OP-ED Jorge Luis Borges’ 30th anniversary is June the 14th
He passed away in Geneva, Switzerland, on June 14, 1986 when, like a character of his own fancy literary tales, he quietly “looked after his death” in his final day on Earth “as one looks after one’s own sleep…”
He had planned to die and be buried in Europe, not in South America— exactly like Carlos Fuentes, from Mexico, who chose a Paris cemetery instead, next to the graves of immortal French Poets.
This fascination of our American writers with the Old Continent can be profound as it can be outright funny.
Is America perhaps not big enough to hold their negligible ashes, not to mention their fatuous egos of the considerable men they were, perhaps too conscious of their own greatness?
Borges, for example, was perhaps the greatest Latin American writer of the 20th Century, way above those many others better known, either because they got the Nobel, or simply had better PR and marketing operations on the ground to move their names to the top of the NYT list of “the most read.”
Borges, on the contrary, was the self-effacing, often self-deprecating man who, on purpose, stayed away from the literary congresses, the awards, the fame— all pure inanities to him.
When he came once to the U.S. to speak, in a perfect English he learned from his British grandmother in Buenos Aires, he told his academic audience that he only aspired “to be sincere.”
Jorge Luis Borges is turning “30 years old” this week into this, his new life of “immortal men of letters,” born the moment he died.
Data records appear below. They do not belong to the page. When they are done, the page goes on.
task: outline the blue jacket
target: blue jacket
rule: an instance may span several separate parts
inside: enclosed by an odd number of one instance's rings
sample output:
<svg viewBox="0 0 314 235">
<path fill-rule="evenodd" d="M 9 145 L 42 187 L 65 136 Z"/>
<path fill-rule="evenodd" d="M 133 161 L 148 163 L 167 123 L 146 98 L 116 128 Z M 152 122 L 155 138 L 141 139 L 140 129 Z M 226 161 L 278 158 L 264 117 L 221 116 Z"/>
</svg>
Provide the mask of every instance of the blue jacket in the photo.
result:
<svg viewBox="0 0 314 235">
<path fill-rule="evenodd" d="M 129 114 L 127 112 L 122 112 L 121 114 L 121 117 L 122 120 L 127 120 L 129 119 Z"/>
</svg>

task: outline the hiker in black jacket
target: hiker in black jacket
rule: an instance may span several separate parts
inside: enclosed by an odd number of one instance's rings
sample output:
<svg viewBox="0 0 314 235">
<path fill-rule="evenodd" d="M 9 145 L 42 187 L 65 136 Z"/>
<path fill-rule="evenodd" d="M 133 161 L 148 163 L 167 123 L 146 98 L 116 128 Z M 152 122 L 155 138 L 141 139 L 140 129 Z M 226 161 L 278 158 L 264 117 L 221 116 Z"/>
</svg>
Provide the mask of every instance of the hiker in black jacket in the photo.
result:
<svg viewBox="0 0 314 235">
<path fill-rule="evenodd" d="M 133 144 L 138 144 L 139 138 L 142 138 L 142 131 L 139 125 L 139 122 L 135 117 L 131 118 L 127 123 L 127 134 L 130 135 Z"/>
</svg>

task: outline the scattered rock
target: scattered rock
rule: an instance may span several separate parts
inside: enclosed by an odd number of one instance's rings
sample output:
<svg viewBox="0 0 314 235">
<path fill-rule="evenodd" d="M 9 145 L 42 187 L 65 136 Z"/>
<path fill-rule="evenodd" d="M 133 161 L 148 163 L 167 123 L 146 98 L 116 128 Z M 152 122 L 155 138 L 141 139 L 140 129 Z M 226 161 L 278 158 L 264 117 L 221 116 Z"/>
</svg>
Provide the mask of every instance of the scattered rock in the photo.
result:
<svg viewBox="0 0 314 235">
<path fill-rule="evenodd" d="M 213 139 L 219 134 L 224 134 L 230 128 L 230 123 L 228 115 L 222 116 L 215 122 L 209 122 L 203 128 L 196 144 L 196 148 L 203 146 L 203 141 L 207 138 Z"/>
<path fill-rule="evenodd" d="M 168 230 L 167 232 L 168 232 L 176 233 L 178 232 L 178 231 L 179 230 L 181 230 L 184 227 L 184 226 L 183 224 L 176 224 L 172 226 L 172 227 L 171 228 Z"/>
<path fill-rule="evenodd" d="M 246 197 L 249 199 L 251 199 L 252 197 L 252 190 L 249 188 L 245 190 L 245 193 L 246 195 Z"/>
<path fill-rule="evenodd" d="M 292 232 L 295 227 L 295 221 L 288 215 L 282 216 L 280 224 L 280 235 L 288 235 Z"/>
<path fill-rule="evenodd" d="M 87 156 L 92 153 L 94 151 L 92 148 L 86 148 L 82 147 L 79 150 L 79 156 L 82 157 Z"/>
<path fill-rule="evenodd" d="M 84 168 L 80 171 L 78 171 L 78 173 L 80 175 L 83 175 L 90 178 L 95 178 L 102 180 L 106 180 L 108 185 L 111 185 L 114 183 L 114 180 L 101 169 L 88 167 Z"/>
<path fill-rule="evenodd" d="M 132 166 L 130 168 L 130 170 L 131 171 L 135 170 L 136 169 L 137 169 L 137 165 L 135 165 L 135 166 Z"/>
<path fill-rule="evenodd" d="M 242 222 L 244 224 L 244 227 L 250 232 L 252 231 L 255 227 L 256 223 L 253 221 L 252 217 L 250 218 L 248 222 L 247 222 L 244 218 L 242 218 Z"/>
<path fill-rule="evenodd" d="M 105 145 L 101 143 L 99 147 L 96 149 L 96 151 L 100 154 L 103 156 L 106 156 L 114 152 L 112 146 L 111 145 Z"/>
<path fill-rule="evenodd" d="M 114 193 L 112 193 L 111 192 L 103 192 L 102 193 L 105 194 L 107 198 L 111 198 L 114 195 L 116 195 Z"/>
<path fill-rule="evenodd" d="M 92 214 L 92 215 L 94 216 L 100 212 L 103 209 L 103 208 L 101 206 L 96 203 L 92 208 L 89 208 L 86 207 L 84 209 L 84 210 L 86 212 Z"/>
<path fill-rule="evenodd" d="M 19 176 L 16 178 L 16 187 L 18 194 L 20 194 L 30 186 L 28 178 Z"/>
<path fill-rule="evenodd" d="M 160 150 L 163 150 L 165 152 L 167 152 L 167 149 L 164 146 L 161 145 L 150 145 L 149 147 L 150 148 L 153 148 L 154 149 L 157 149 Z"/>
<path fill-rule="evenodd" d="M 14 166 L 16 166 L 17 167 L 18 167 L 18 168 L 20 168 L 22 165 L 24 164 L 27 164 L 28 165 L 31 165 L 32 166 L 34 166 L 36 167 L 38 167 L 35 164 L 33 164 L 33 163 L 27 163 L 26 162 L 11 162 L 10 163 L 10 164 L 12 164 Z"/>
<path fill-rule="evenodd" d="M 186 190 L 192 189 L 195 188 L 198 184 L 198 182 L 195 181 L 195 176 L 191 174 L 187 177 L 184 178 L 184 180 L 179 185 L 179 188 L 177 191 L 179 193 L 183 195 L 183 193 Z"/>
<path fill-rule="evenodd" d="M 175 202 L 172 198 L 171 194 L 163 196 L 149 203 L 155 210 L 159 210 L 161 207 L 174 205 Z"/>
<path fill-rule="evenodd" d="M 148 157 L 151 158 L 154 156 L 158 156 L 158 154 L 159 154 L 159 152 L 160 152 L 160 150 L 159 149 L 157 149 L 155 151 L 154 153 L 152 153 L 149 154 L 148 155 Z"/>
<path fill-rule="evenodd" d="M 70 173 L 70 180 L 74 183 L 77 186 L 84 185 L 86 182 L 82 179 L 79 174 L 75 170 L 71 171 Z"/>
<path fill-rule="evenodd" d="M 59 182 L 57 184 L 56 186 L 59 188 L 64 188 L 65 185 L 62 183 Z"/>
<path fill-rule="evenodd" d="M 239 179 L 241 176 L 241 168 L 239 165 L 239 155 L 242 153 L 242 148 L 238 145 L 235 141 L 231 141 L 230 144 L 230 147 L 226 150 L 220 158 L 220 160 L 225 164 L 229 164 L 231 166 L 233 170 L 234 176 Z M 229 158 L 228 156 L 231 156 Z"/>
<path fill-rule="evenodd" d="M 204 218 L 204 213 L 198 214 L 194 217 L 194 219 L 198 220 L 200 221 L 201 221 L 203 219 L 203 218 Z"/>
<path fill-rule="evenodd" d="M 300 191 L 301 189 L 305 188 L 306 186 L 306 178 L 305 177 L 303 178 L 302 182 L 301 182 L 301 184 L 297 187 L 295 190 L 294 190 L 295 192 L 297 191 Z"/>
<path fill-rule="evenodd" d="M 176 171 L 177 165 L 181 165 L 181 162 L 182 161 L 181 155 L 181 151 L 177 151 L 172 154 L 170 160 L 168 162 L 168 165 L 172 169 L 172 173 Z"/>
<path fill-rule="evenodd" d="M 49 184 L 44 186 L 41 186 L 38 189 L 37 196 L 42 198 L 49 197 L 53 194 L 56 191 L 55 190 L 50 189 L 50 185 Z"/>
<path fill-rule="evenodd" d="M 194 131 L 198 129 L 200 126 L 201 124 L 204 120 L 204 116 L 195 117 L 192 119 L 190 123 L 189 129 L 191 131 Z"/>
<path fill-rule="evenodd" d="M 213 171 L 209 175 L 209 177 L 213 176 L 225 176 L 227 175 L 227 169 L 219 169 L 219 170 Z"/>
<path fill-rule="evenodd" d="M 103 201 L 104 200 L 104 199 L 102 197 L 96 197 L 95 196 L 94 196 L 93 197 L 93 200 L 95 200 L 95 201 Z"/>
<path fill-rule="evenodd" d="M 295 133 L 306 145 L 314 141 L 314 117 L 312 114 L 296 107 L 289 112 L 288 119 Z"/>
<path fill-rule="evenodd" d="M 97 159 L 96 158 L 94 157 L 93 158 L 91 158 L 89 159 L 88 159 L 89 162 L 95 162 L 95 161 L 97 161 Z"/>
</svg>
He may also get a second chance to be better known in the American continent (both North and South) which ignored him, and often condemned him while he was alive.
No wonder he chose to be left in peace, in a peaceful graveyard, in a peaceful cemetery, in peaceful Switzerland.
Well deserved, Maestro.
R.I.P., eternally, if from Eternity you can grant us the verbal license to say that.
Well deserved, maestro. Yes, RIP.
Eternally, if we can dare to say that.